While acknowledging successes such as an orderly airlift, improved visa processing via the Nusuk platform, enhanced medical services, and better coordination among stakeholders, the NAHCON Chairman was frank about shortcomings.

“We will not hide behind our successes,” he stated. “The season also exposed failures that this Summit must confront frontally — the circumvention of medical screening checks by 109 pilgrims, lapses in catering services in the Masha’er, gaps in service-provider compliance, avoidable pressure points in accommodation and transportation, and weaknesses in some of our own monitoring and enforcement instruments.”

He revealed that NAHCON has already begun rigorous post-season reconciliation with service providers, invoking accountability clauses in agreements. “The era in which contractual failure carried no consequence is over,” he warned. “Performance will henceforth determine patronage.”

The Chairman framed the summit as more than a review exercise, positioning it as a strategic response to Saudi Arabia’s ambitious Vision 2030 transformations in pilgrimage management.

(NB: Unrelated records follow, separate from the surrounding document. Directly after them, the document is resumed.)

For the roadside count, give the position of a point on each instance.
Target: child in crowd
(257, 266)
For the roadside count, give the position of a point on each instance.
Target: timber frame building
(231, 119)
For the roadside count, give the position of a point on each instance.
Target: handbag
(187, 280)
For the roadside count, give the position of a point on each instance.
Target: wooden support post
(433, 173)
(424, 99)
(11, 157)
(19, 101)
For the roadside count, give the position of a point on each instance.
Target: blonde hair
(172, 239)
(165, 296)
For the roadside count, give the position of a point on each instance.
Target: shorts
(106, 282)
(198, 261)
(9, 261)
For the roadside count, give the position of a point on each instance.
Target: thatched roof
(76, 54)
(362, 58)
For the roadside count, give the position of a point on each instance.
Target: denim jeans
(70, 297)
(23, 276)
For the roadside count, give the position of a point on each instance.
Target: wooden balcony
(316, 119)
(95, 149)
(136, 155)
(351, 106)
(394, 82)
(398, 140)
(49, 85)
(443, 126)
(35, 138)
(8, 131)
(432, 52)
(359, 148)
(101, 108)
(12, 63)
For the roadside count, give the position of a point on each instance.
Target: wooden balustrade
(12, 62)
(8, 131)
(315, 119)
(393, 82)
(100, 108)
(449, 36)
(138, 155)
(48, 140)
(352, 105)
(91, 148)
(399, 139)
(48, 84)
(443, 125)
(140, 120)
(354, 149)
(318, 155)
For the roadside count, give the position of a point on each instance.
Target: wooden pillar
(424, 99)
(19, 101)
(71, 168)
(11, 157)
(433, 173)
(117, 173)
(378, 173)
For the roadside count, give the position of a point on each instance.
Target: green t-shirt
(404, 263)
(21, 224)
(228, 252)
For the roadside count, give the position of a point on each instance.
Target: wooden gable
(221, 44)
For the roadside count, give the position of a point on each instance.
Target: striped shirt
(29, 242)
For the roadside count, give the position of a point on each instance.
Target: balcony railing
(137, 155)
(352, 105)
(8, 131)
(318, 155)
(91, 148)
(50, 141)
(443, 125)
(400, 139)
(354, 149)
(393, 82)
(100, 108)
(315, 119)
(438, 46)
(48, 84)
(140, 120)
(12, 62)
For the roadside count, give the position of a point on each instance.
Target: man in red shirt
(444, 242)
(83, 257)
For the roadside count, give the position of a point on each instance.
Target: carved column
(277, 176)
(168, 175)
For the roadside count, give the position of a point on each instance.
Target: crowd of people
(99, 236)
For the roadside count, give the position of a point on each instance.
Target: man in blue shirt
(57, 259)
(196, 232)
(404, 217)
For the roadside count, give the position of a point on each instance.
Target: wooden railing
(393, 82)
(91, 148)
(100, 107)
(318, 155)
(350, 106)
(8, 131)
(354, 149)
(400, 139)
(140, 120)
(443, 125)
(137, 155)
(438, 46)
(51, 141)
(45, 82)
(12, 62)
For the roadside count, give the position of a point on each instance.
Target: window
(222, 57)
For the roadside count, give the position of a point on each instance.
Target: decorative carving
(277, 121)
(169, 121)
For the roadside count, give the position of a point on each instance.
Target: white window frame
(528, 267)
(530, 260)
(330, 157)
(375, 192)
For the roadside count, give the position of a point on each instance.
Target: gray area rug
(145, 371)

He noted the digitisation of the Hajj value chain through platforms like Nusuk and Masar, and the Kingdom’s push to expand capacity significantly.

“Nigeria, as one of the countries with the largest Hajj pilgrims’ population on earth, cannot afford to be a spectator to this transformation. We must be a strategic partner in it,” he declared.

The new NAHCON leadership’s reform agenda includes:

*Early planning and enforcement of a predictable Hajj calendar.

*Development of a single National Pilgrimage Digital Platform for registration, payments, and services.

*Strict enforcement of service standards and professional accountability across all levels.

*Strengthened financial transparency and cost governance.

*Decentralised operations with strong central regulatory oversight.
*Comprehensive coordination of Umrah operations with consumer protection focus.

*Professionalisation through the Hajj Institute of Nigeria.

*Standardised pilgrims’ education in major Nigerian languages.

Ambassador Yusuf urged participants to treat Hajj operations with the precision of global aviation and mega-event management, emphasising data-driven planning, scientific scheduling, and performance-based monitoring.

He charged panellists and attendees: “Speak with candour, disagree with respect, and recommend with precision. We do not need speeches that flatter us, rather, we need constructive engagements that correct us and resolutions that bind us.”

The outcomes of the summit, he assured, will directly inform NAHCON’s 2027 Hajj roadmap and future engagements with the Saudi Ministry of Hajj and Umrah.

Preparations for the 1448AH/2027 season have already been directed to commence.
“The Nigerian pilgrim is not asking for luxury. He is asking for order. She is asking for dignity,” the Chairman concluded. “That is a reasonable request, and under this reform agenda, it is a promise we intend to keep.”

The summit continues with plenary sessions expected to generate actionable recommendations for the coming Hajj season.